被爆70年の夏に思う――くり返させないために
一般社団法人東友会業務執行理事 山本英典
被爆70年の夏を前に、NPT再検討会議の不一致により、「今年こそ核廃絶への確かな道を」の被爆者の願いはかないませんでした。
せめて唯一の被爆国である日本だけでもという願いも、8月15日の「戦後70年安倍首相談話」で「核兵器の究極的廃絶をめざす」と、究極のかなたに先延ばしされてしまいました。
「70年談話」では、日本国憲法には一言もふれず、憲法の平和主義を「積極的平和主義」にすり替えました。「積極的平和主義」とは軍事力によって平和状態をつくるということで、戦争被害、原爆被害の上にできた憲法9条の精神とは全く異質の「平和」です。

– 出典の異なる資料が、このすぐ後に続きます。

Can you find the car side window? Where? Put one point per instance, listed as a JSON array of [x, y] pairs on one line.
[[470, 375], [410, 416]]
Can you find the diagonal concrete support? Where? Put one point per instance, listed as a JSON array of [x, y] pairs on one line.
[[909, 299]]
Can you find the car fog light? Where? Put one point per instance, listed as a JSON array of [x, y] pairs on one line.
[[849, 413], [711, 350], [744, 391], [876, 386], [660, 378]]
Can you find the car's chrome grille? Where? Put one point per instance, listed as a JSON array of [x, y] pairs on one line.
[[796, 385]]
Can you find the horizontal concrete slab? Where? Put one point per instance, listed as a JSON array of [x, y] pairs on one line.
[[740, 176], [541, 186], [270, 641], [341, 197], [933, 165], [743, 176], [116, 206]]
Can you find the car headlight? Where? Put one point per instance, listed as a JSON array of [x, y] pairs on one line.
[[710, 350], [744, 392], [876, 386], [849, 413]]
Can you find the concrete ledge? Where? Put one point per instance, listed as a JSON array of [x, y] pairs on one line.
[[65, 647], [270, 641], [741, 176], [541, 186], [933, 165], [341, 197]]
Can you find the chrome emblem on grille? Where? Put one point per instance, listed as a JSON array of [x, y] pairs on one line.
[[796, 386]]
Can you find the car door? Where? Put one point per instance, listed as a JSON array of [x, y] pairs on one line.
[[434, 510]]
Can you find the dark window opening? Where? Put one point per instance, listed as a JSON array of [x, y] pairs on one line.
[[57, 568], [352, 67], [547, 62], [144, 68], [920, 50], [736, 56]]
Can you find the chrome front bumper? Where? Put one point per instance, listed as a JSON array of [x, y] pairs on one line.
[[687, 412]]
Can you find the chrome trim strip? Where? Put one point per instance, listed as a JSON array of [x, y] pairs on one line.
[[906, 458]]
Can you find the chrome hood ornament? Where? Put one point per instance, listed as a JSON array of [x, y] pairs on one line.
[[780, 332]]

そんな情勢のなかでも、核兵器の廃絶を願う世界の人びとは広島・長崎に結集しました。
広島の平和祈念式典には、例年を上回る5万5000人が集い、外国からも大使が65カ国、国代表が35カ国参加。核保有国からは米、英、仏、露が参加し、アメリカは国務次官が出席しました。

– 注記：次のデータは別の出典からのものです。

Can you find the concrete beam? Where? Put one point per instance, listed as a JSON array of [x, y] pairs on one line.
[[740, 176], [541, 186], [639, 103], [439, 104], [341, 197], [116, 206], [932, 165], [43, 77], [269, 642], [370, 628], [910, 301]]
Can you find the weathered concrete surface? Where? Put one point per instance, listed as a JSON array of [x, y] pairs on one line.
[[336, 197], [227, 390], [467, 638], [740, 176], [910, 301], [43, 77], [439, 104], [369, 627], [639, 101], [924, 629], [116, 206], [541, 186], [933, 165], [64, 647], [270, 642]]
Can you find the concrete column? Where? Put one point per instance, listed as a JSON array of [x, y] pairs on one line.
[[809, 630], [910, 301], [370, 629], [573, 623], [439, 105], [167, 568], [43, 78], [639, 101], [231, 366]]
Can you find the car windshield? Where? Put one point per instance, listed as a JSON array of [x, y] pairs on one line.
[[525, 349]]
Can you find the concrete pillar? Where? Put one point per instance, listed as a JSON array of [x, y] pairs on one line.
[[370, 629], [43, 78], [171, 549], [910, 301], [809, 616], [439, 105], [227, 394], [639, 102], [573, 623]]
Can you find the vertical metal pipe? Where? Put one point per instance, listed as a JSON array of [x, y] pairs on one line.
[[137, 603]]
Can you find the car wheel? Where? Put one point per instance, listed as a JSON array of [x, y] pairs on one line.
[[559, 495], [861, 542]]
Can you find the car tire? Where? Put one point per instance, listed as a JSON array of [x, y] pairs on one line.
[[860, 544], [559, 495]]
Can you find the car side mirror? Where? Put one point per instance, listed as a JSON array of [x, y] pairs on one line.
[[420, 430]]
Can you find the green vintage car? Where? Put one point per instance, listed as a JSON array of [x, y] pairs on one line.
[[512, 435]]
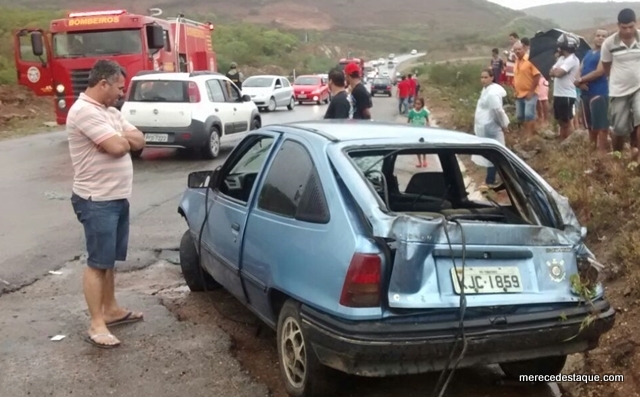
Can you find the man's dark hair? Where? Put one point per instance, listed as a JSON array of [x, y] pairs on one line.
[[626, 16], [336, 76], [105, 69]]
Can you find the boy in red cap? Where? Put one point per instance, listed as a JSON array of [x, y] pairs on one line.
[[359, 97]]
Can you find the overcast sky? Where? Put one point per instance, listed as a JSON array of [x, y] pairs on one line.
[[520, 4]]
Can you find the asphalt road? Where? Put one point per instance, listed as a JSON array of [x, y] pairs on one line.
[[38, 231]]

松井一實広島市長は「核兵器廃絶へ、行動するのは今だ」と呼びかけ、満場の熱い拍手をうけました。
長崎でも、6700人が式場を埋め尽くしました。
田上富久市長は、戦争法案について「慎重で真摯な審議を」と要請。被爆者代表として発言した谷口稜曄さんは、「戦争と原爆の生き証人として、被爆の実相を世界中に語り続ける」と発言し、割れるような拍手を受けました。

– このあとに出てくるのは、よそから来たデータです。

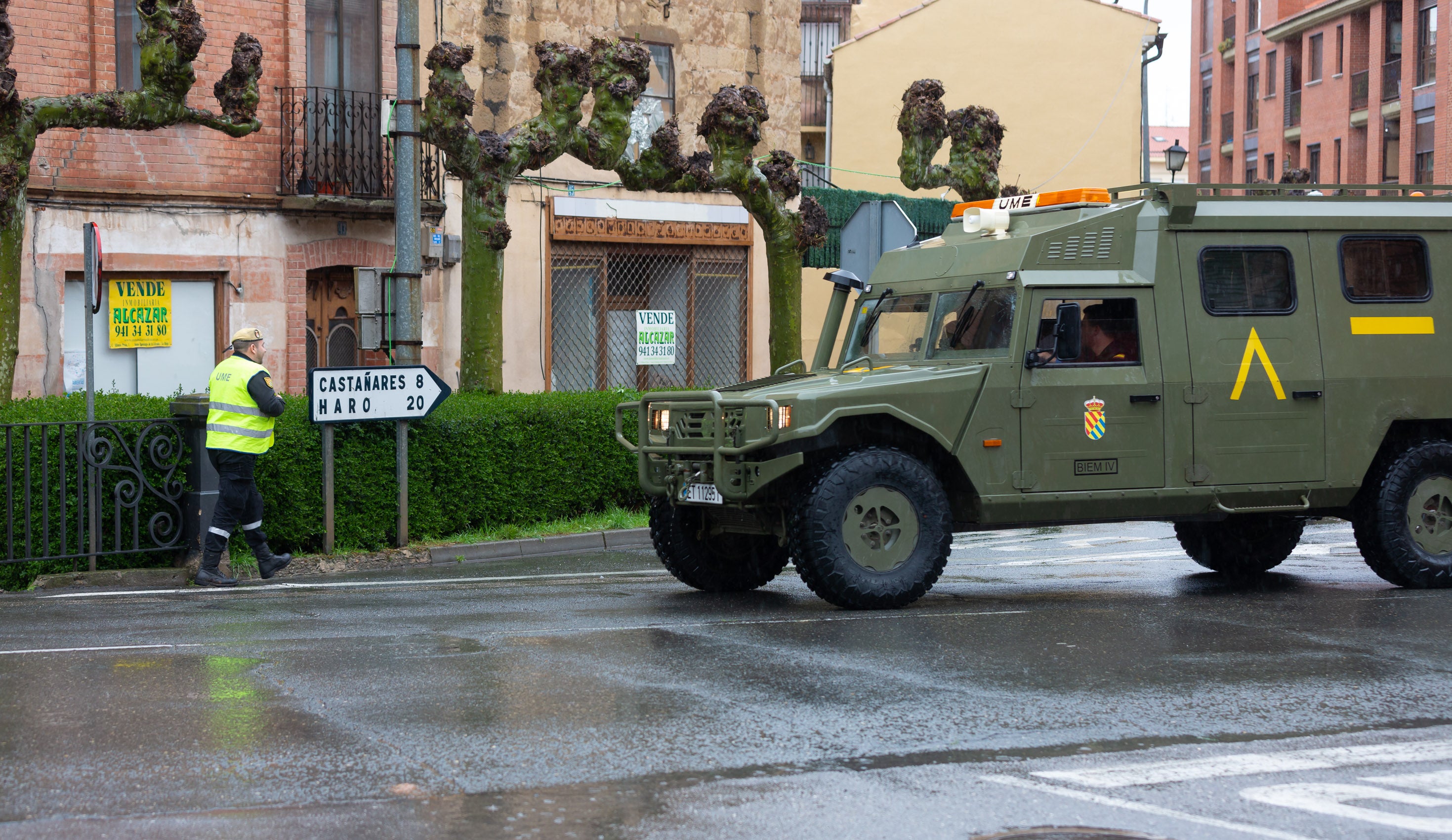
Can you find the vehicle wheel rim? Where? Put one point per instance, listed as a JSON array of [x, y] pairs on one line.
[[1429, 516], [880, 528]]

日本被団協は8月5日に「核兵器のない世界のため 被爆者と市民のつどい」を広島で開催。ノーモア・ヒバクシャ訴訟全国弁護団は8月8日長崎で全国会議を開き、原爆症認定制度を抜本的に改正させていく方針を確認しました。
戦争する国にしてはいけない――。安保関連法案に反対して何千人もの学生、女性たちがデモをくり返す姿に感動を覚えました。
戦争被害を受忍せよという国の方針とたたかい続けてきた被爆者運動。憲法を守り、核も戦争もない世界へ、なお燃える思いです。